FINAL PROJECT
Final project topics: You must identify a topic that interests you and agreed by the instructor. See the list of possible topics for inspirations. For topics, the only requirement is that the topic must be civil engineering, environmental engineering, or engineering mechanics related. You are welcome to explore applications of machine learning in the wider realm of these fields (e.g., structural, geotechnical, environmental, traffic, urban). The evaluation of the final project will not be affected by the topic selected.
List of possible topics (note that for all these topics, I can give you some general ideas of what specific tasks are out there and can be solved by machine learning techniques, but you are still responsible to find the data sourcefor specific tasks on your own):
• Construction worker safety
• Structural health monitoring
• High performance building monitoring and control
• Building cluster energy consumption and demand response
• Construction robotics (e.g., navigation, object detection, assembly, human-robot collaboration)
Final project team formation: you are expected to form. teams of two for the final project. Single person team is also allowed.
Final project consultation: you are welcome to book a 30-min time slot with me (feel free to email me) and discuss any project ideas.
Final project check-in: To facilitate the completion of the final project, we will have a final project check-in towards the beginning of the second half of the semester. For the check-in, you are expected to submit a maximum 2-page report outlining: (1) the main objective of the final project (2 points), and (2) existing/possible data sources (note that if there is no existing data source, a mechanism for collecting data needed for the project is required) (3 points).
The final deliverable of the final project will be: (1) a report of the findings of the final project, and (2) a 10-minute presentation of the final result/product of the final project. You are also encouraged, but not required, to publish your work on open online repositories (e.g., GitHub).
Final Report Guidelines:
The final report should be maximum 10 pages in length, single space, 12 pt. Times New Roman, default margin. Include the following sections:
Introduction (1-2 pages, 2 points): First introduce the significance of the problem. For example, if you are predicting energy consumption of buildings, you can mention facts such as buildings account for 45% of the energy consumed in the U.S. every year. Next, formulate the problem. How do you formulate your problem into a machine learning problem? What is the input, output? Where did you get the data?
Background (1-2 pages, 2 points): what is the state-of-the-art model for the problem you are trying to solve? For example, if you are solving a hardhat detection problem, what is the best performing model for the problem hardhat detection? Why did you choose the model you are using? Cite the papers/sources you are referencing and give a succinct summary of their performance metrics and results.
Methodology (2-3 pages, 8 points): lay out the model you used, the hyperparameter of the model, and the overall structure of model (e.g., if you are using CNN, what is the CNN structure, how many parameters, what are the layers, etc.). A figure depicting the overall work flow of the methodology is helpful. What did you do in each of the steps for this project (e.g., data collection, data cleaning, model architecture used, validation methods used, etc.)
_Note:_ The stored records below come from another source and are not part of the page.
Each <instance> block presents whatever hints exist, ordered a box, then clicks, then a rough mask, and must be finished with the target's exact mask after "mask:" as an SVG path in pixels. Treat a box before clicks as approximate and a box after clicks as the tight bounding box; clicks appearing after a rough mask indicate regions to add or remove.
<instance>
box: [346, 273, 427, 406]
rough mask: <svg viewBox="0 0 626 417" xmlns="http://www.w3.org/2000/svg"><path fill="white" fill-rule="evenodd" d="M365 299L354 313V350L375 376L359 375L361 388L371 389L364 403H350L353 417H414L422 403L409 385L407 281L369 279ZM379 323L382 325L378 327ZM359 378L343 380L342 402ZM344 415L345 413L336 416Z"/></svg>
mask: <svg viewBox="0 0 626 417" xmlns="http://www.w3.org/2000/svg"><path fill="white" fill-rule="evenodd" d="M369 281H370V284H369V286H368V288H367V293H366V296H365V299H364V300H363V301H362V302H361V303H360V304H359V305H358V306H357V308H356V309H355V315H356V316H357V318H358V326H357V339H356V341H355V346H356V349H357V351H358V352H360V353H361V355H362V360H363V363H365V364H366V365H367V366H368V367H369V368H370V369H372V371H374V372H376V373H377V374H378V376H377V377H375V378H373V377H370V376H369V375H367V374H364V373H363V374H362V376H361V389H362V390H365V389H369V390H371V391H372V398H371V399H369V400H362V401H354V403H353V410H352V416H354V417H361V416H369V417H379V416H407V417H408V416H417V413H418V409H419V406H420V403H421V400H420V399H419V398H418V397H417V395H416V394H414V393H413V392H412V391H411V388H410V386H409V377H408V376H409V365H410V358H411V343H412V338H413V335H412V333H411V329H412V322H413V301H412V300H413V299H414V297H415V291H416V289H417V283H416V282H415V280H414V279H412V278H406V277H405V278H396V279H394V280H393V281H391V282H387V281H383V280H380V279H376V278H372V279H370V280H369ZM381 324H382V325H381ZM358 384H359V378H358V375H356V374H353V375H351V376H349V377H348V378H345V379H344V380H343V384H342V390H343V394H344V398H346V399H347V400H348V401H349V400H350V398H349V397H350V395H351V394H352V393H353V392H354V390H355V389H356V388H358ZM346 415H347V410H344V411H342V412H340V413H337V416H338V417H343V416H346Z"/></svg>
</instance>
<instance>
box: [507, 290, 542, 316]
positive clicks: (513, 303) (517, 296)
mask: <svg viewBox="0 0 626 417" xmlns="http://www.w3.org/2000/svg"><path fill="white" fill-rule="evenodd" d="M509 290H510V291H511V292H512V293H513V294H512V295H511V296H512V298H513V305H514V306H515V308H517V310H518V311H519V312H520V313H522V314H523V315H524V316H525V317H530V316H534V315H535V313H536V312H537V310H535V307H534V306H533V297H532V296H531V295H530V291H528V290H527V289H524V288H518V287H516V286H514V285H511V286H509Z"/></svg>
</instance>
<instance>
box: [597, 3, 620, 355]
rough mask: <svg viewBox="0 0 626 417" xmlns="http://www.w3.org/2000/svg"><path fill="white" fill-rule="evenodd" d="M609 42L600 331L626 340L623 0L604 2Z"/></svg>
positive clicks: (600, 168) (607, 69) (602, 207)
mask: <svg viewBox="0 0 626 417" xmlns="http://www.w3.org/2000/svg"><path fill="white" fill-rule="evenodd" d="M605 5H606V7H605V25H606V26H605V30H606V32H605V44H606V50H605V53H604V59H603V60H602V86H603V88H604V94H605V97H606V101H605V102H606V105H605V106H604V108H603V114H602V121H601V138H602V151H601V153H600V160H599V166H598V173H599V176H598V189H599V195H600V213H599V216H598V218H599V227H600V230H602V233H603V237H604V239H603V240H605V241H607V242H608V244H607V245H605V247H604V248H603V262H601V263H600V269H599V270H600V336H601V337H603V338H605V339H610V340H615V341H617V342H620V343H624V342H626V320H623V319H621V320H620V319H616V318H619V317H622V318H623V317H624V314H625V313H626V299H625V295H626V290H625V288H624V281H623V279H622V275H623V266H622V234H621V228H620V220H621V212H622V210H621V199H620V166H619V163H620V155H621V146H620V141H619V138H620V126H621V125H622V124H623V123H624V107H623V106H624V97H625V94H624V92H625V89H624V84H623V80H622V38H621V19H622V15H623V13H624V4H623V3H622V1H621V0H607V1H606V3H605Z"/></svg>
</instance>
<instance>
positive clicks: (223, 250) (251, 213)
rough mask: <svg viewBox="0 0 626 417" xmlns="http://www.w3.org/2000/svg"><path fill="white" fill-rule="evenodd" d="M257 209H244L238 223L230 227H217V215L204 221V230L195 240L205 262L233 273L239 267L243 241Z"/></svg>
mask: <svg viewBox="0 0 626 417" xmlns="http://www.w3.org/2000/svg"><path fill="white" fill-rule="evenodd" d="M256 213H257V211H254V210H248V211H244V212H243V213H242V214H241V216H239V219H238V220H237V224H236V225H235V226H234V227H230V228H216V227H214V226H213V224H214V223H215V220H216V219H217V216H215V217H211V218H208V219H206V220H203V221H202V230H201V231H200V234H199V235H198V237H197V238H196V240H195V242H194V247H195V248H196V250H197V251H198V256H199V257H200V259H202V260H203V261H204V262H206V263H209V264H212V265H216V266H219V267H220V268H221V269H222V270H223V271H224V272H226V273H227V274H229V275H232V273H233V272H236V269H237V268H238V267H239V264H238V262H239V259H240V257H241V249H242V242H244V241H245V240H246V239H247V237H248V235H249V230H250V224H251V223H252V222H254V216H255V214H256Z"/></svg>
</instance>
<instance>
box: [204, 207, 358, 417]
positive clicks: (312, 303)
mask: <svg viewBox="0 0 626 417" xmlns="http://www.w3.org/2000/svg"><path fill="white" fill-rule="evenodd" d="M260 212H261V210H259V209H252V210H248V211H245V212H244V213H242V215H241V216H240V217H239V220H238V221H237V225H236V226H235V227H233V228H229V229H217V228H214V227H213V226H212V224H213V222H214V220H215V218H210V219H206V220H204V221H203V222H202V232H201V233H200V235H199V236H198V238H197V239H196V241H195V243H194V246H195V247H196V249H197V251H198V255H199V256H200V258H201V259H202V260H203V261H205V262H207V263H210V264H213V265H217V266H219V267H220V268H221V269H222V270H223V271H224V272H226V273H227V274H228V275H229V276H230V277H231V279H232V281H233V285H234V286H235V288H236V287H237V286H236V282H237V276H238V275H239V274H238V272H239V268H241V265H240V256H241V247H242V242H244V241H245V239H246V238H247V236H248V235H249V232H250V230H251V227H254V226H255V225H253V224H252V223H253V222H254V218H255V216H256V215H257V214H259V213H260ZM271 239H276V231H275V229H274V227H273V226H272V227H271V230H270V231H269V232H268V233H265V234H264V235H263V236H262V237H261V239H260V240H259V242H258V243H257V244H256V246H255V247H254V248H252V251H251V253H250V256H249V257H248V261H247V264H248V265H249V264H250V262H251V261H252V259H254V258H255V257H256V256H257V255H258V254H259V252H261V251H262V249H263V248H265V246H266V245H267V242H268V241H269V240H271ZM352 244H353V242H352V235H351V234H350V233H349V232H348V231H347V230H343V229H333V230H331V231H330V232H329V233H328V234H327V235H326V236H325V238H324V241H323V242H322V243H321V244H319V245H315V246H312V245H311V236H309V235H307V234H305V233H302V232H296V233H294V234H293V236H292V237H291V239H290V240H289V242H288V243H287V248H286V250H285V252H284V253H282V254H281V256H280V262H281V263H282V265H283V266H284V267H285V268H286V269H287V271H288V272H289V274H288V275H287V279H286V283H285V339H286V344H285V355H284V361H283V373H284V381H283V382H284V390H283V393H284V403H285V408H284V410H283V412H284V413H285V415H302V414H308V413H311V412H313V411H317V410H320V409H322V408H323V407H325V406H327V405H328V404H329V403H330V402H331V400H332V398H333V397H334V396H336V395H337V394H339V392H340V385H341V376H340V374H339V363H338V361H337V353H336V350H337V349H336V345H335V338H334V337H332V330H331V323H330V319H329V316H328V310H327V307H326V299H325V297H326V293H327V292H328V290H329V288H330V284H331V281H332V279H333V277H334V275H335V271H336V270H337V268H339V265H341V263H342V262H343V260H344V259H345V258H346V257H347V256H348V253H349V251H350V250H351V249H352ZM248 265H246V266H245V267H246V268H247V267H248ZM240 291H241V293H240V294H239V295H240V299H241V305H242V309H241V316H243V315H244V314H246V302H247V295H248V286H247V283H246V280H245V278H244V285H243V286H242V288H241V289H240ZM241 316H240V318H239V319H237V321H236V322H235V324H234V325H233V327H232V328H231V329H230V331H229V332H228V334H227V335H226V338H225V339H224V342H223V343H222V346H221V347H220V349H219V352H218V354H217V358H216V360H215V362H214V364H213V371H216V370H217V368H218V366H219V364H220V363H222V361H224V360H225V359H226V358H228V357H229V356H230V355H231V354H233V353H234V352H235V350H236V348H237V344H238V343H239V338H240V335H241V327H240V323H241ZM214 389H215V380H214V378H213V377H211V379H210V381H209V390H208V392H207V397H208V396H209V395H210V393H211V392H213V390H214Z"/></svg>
Metrics (1 page, 2 points): give definitions/equations of the metric you used.
Results (3-4 pages, 4 points): show the results for your models, using the metrics you defined in the last section.
Limitations (1 page, 2 points): what are the limitations for this project? How would you improve the project if you have (e.g., high performance computers, larger datasets, better ML models, more time, etc.)?
Reference (does not count towards the total number of pages): give a list of references.
10-Minute Final Presentation Guidelines:
This should be a presentation that captures the main idea and results of the project. It should show the most important and coolest parts of the project, with narration to explain how it works. Think of it as a 10-minute thesis presentation. The following criteria will be used for grading:
• Did every member on the team present (0.5 point)?
• Did the presenter properly motivate the audience regarding the problem being solved (1 point)?
• How is this problem currently being addressed in the industry, in academia (1.5 points)?
• Was the problem formulation clearly stated (1 point)?
• Was the methodology clearly explained (2.5 points)? (What model, why this model? What architecture, why this architecture? What other models did you use as comparisons?)
• Were the results clearly explained with proper figures, tables (2 points)?
• Did the presenters provide a concise take home message for this project (0.5 point)?
• Did the presenter properly acknowledge the limitations of this project and identified future directions (1 point)?